Conroy did not comment directly on the new allegations. And she did not respond to an email asking whether the Yale faculty members who praised Kavanaugh stand by their statements or whether the law school would comment on the allegation against its alumnus.

None of the five Yale professors quoted in the release, including Yale Law School Dean Heather Gerken and Sterling Professor Akhil Reed Amar ’80 LAW ’84, responded to requests for comment on Sunday.

Ford told the Post that she was able to escape Kavanaugh when a friend of his jumped on top of them. She said she then fled the house after briefly locking herself in a bathroom.

The sexual misconduct allegations are the first against Kavanaugh. As an undergraduate, he was a member of Delta Kappa Epsilon, the fraternity that came under fire this year over allegations of sexual misconduct. But in Kavanaugh’s time, the fraternity was relatively tame, according to undergraduates who attended the University in the 1980s. He was also a member of Truth and Courage, an all-male club popular among athletes and known to some by the nickname “Tit and Clit.”

The original statement from Yale Law School drew criticism this summer, prompting 909 members of the Yale community to sign an open letter condemning the University for “boasting of its alumnus’s accomplishment.” In a counter petition, 292 other community members defended the Supreme Court nominee, praising the faculty members who spoke highly of Kavanaugh.

On Sunday, Allen Davis GRD ’20, a graduate student in the Astronomy Department, wrote an email to Dean Gerken, urging her to rescind her endorsement of Judge Kavanaugh.
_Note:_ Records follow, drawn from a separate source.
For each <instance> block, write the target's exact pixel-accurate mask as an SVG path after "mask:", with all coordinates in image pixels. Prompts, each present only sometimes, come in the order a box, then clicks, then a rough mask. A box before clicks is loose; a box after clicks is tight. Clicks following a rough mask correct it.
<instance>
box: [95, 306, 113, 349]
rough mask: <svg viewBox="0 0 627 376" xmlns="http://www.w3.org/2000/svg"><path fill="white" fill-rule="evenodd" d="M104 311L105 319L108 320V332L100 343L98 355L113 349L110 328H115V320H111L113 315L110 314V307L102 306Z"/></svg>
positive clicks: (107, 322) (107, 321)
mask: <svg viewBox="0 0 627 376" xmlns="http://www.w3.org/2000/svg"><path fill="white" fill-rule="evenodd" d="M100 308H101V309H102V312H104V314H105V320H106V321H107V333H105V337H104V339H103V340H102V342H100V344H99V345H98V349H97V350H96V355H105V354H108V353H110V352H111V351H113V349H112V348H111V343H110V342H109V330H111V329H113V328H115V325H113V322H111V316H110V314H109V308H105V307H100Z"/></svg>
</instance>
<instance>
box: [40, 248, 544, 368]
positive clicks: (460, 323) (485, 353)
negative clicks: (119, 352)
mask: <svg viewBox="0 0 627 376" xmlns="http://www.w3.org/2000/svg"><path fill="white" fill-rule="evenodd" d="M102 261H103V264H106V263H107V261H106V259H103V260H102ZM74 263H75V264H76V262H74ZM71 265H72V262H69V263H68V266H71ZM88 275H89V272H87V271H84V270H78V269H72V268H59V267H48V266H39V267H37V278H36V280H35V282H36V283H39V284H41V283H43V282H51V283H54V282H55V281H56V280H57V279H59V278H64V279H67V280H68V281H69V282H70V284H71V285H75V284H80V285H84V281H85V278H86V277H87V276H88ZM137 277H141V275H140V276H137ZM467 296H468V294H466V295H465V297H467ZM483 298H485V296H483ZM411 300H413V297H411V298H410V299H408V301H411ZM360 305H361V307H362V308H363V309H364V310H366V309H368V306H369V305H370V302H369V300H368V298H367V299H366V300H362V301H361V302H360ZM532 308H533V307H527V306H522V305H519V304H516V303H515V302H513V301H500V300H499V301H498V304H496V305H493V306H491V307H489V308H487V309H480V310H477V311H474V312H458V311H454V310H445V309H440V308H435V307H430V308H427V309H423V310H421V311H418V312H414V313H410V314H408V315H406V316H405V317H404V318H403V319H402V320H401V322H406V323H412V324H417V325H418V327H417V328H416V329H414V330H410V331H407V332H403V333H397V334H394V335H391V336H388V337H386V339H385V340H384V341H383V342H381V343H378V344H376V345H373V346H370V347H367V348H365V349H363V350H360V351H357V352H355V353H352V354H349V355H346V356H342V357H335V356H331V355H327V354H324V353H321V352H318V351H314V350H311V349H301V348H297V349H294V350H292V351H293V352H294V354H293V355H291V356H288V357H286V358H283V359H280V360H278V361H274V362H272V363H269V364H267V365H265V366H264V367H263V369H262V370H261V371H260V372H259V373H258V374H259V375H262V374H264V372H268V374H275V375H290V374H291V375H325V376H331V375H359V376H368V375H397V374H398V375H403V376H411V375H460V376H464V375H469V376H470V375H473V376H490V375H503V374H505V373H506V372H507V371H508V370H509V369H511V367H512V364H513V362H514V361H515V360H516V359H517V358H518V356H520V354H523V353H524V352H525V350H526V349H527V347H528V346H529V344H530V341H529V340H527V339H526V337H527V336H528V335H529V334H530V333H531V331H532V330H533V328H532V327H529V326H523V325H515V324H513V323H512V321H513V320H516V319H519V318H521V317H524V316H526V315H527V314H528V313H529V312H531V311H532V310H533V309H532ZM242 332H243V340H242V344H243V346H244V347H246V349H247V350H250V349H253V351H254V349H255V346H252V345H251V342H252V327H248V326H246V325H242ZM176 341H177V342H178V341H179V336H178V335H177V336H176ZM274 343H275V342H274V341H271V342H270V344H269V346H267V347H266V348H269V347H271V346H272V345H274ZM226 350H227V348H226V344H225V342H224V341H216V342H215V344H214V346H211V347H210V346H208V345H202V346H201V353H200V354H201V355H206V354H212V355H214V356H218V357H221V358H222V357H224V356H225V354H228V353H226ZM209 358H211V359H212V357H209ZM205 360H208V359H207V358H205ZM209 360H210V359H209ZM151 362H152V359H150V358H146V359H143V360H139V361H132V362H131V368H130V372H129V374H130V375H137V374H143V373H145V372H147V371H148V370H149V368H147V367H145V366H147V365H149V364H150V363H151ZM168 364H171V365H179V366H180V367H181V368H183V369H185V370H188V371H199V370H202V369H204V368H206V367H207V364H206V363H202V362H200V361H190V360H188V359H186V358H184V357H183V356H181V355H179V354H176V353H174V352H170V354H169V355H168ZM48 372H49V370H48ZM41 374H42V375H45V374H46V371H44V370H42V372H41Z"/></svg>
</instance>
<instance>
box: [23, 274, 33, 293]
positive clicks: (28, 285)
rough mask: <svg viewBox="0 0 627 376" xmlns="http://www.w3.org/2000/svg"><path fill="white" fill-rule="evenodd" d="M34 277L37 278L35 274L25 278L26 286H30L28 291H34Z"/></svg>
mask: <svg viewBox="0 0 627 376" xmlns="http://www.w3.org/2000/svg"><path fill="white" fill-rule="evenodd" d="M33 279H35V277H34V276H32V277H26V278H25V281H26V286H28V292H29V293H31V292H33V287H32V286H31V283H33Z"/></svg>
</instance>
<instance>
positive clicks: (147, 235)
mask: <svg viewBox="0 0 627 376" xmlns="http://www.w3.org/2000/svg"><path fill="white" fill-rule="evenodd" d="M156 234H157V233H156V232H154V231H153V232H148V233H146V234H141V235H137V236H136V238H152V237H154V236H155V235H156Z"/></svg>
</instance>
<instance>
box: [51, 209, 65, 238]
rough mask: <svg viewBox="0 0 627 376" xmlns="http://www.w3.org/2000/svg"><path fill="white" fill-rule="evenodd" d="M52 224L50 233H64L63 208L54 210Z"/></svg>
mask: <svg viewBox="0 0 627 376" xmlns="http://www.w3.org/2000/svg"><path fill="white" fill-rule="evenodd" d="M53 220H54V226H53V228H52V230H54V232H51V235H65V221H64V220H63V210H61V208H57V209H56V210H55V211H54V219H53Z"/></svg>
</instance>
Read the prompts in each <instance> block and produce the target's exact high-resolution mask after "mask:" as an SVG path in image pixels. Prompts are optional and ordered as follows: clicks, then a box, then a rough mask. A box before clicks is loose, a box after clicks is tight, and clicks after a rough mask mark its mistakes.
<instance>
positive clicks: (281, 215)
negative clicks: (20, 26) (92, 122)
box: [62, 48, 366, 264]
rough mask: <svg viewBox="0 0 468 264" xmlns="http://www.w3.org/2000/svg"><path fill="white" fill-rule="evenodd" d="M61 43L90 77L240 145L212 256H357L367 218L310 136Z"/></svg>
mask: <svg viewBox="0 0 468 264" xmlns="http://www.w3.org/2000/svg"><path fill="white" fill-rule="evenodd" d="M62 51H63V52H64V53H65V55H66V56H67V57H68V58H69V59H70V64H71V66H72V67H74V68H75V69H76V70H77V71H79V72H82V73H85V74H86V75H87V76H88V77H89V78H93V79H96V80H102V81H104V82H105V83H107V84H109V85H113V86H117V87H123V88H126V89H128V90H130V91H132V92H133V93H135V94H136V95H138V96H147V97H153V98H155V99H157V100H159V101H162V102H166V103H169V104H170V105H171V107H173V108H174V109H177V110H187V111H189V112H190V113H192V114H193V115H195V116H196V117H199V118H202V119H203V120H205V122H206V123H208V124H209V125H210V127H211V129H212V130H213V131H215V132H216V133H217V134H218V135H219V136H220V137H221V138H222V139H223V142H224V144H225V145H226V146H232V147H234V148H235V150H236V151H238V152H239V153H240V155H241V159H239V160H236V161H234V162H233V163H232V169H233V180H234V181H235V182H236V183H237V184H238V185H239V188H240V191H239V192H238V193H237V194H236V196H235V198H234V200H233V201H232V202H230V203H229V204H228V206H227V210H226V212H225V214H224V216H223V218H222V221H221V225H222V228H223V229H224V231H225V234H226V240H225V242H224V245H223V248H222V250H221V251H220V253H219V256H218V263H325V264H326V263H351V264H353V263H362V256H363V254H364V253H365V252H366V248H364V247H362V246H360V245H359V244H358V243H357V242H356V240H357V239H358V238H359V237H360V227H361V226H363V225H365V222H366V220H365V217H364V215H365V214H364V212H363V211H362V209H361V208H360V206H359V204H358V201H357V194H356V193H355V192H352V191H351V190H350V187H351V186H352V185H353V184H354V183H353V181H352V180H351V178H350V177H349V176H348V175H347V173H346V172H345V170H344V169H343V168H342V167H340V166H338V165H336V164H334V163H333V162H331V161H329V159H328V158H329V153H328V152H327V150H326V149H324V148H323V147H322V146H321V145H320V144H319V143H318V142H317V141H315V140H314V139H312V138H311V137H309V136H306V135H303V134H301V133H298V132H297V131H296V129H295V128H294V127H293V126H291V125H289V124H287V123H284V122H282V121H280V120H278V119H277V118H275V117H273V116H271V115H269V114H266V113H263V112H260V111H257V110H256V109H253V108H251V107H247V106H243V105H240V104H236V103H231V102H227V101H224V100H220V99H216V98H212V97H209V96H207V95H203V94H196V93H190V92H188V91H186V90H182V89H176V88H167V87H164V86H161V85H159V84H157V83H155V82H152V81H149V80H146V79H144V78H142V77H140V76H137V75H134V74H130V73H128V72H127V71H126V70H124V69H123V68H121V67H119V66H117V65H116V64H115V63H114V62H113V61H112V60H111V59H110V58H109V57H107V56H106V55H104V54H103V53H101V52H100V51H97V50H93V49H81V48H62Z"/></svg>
In the Yale Law School press release, Gerken wrote that Kavanaugh was “a longtime friend” to many at the law school and that she admired him for his mentorship and teaching.

In the letter, Davis urged Gerken and the law school to speak out publicly against Kavanaugh’s appointment. In 1991, he noted, Anita Hill LAW ’80 testified that then-nominee and current Supreme Court Justice Clarence Thomas LAW ’74 had sexually harassed her.

“I don’t think we want to be known as the school that produced both the sexual harasser and the sexual assaulter on the Supreme Court,” Davis said. “It cheapens the value of a Yale education to have Yale associated with people who have been credibly accused of these types of actions.”

Davis said he viewed the allegation against Kavanaugh as “disqualifying.” Two Republican Senators, Jeff Flake, R-Ariz, and Bob Corker, R-Tenn, have already said the vote should be delayed until the Senate Judiciary Committee hears from Ford.

During Kavanaugh’s confirmation hearings, Yale alumni and professors alike have testified before Congress both for and against the judge. Melissa Murray LAW ’02, a New York University School of Law professor who specializes in constitutional, family and reproductive rights law, called Kavanaugh “a vote against Roe,” referring to the landmark abortion decision Roe v. Wade. In contrast, 10 of his female classmates penned a letter maintaining that Kavanaugh was a respectful and humble friend who treated his classmates as equals.

On the Senate floor, Amar, who teaches a popular constitutional law course at Yale College, argued that Kavanaugh was the best possible option with a Republican president in office. Louisa Garry ’87, a college friend and one of the 10 who penned the letter to the Senate Judiciary Committee, recalled training for the Boston Marathon with the Supreme Court nominee. She added that Kavanaugh raised “strong, independent girls and women with confident voices.”

Kavanaugh graduated from the elite, all-male Georgetown Preparatory School in 1983.